Keisuke Kinoshita's A Legend or Was It? begins in an idyllic setting: a mountain valley in Hokkaido, gorgeously filmed in color, almost like a travelogue. But the narrator -- a rather obtrusive and unnecessary presence in the film -- tells us that it wasn't always inhabited by the kindly villagers we see going about their chores today. The setting remains the same as the film switches to black and white and we're told that it's now the summer of 1945. War is nowhere in evidence, but it's an inescapable presence. The villagers know that Japan is about to lose, and they're looking for ways to vent their frustration at having supported a losing cause. They find one in a family, the Sonobes, who have moved there after their home in Tokyo was bombed out. Suspicious and resentful of "city folk" on their turf, the villagers make the Sonobes a target after the daughter, Kieko, breaks off an engagement to Goichi Takamori, the son of the powerful mayor of the village, a wealthy landlord. Kieko's brother, on leave from fighting, has recognized Goichi, with whom he once served, as having killed and raped civilians, and urged Kieko not to marry him. In revenge, Goichi destroys the Sonobes' crops and begins spreading malicious rumors about them.
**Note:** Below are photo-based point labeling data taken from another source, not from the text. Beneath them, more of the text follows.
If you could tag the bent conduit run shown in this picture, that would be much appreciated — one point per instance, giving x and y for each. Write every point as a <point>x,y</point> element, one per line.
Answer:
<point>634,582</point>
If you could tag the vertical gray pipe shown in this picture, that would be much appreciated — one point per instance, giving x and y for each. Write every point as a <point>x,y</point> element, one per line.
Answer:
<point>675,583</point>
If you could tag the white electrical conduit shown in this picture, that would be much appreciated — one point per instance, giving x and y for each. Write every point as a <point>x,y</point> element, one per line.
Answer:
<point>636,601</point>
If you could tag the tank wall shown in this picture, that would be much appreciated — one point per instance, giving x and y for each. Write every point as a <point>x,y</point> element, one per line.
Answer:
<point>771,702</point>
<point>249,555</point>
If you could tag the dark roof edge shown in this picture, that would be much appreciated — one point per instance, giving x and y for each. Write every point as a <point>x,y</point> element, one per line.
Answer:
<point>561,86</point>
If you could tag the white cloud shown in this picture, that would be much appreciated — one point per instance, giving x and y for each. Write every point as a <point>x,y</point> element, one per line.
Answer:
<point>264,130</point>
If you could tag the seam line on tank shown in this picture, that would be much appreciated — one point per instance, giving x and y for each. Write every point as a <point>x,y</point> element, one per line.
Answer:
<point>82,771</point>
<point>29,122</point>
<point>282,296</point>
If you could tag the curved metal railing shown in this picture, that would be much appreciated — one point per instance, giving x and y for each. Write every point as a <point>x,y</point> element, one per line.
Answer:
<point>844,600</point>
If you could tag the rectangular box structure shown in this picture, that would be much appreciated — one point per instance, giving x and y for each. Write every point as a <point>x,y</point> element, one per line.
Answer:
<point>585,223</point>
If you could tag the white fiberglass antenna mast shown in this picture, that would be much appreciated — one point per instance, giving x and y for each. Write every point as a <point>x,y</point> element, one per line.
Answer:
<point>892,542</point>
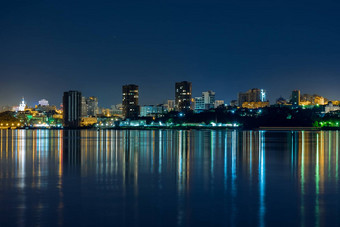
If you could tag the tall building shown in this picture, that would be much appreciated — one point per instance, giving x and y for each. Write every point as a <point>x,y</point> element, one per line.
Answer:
<point>209,99</point>
<point>92,106</point>
<point>295,98</point>
<point>219,103</point>
<point>130,101</point>
<point>153,110</point>
<point>199,104</point>
<point>72,109</point>
<point>252,95</point>
<point>83,107</point>
<point>171,105</point>
<point>22,105</point>
<point>43,102</point>
<point>183,95</point>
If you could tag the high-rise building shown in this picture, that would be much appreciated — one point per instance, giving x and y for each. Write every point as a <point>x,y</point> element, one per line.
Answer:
<point>199,104</point>
<point>219,103</point>
<point>183,96</point>
<point>171,105</point>
<point>43,102</point>
<point>72,109</point>
<point>83,107</point>
<point>92,106</point>
<point>295,98</point>
<point>209,99</point>
<point>22,105</point>
<point>252,95</point>
<point>153,110</point>
<point>130,101</point>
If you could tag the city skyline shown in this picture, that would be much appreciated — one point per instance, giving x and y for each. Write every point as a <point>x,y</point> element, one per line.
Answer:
<point>227,47</point>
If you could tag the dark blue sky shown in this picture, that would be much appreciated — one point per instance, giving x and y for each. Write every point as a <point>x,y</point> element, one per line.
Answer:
<point>47,47</point>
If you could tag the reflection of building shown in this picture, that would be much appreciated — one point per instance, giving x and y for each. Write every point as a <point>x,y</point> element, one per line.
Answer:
<point>295,98</point>
<point>72,109</point>
<point>130,101</point>
<point>253,95</point>
<point>183,95</point>
<point>117,110</point>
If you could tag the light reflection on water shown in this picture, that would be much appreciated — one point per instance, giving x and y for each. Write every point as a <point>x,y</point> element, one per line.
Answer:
<point>169,178</point>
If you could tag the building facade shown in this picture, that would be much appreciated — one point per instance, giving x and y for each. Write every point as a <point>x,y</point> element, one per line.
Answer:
<point>295,100</point>
<point>92,106</point>
<point>209,99</point>
<point>153,110</point>
<point>252,95</point>
<point>183,91</point>
<point>72,109</point>
<point>219,103</point>
<point>130,101</point>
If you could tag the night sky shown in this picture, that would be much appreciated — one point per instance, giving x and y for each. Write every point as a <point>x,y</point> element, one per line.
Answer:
<point>47,47</point>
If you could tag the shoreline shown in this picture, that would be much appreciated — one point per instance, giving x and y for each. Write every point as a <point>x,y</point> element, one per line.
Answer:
<point>281,128</point>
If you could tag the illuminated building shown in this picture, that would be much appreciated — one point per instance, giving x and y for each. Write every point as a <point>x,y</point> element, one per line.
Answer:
<point>171,105</point>
<point>206,102</point>
<point>315,99</point>
<point>72,109</point>
<point>88,121</point>
<point>330,107</point>
<point>254,105</point>
<point>253,95</point>
<point>209,99</point>
<point>117,110</point>
<point>130,101</point>
<point>22,105</point>
<point>295,100</point>
<point>219,103</point>
<point>233,103</point>
<point>43,102</point>
<point>199,104</point>
<point>151,110</point>
<point>183,96</point>
<point>83,107</point>
<point>281,101</point>
<point>92,106</point>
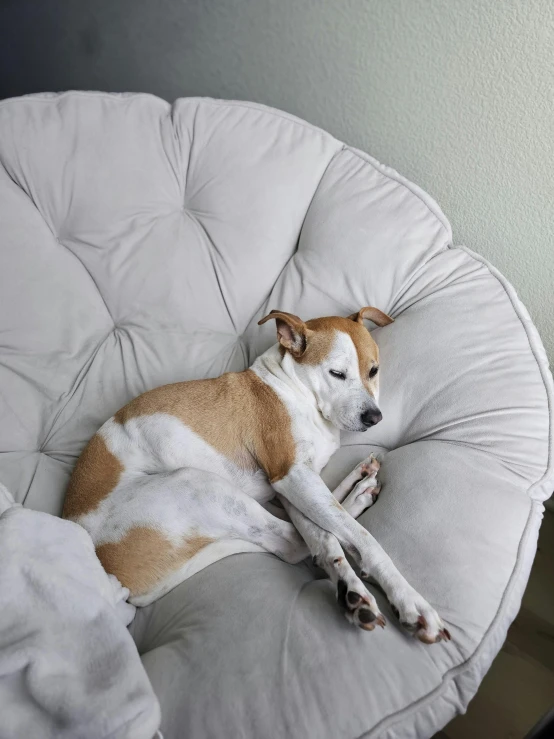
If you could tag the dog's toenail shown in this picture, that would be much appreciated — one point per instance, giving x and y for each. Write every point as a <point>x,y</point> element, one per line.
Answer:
<point>366,616</point>
<point>342,588</point>
<point>353,597</point>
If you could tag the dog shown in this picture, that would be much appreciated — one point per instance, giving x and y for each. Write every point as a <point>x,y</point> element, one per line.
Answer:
<point>185,474</point>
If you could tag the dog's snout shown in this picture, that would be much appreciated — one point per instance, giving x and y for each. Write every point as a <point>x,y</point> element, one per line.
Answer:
<point>371,416</point>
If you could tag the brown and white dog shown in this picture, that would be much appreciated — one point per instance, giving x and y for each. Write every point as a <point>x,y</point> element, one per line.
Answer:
<point>183,475</point>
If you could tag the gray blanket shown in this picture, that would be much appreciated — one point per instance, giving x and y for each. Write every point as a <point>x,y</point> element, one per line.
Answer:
<point>68,666</point>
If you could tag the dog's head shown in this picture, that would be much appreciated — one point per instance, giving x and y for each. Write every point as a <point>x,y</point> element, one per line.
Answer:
<point>338,361</point>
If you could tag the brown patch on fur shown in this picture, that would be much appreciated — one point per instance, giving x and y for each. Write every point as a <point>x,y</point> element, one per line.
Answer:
<point>96,474</point>
<point>322,334</point>
<point>237,414</point>
<point>145,556</point>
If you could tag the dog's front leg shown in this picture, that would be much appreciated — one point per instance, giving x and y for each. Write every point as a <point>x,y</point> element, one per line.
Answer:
<point>359,605</point>
<point>308,493</point>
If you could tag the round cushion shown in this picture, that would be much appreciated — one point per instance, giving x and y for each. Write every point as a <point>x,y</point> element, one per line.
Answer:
<point>141,242</point>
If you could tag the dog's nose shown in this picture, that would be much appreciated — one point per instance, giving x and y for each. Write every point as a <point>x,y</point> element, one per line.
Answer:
<point>371,416</point>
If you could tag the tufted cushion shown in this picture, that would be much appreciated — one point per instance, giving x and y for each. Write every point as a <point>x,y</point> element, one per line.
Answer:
<point>140,243</point>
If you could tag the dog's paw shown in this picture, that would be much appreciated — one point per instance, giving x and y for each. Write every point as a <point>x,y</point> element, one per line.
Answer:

A mob forms and a small-scale civil war breaks out. A Legend or Was It? is a highly kinetic film in its later parts, and the score by the director's brother, Chuji Kinoshita, helps create the kind of tension that needs to be released in action. Like Ennio Morricone, who punctuated Sergio Leone's "Man With No Name" trilogy (196419651966), with pennywhistle tweets and percussion, Chuji Kinoshita's score relies heavily on simple, perhaps even primitive instruments, setting up a pounding repetitive sound to propel the action. It  has something of the hypnotic quality of Philip Glass's music, though without the variations that keep Glass's themes from complete monotony.  Critics commenting on A Legend or Was It? sometimes compare it to Fritz Lang's Fury (1936) for its portrait of vigilante mob justice. It's an unforgiving film, without Kinoshita's typical lapses into sentimentality, and an effective one.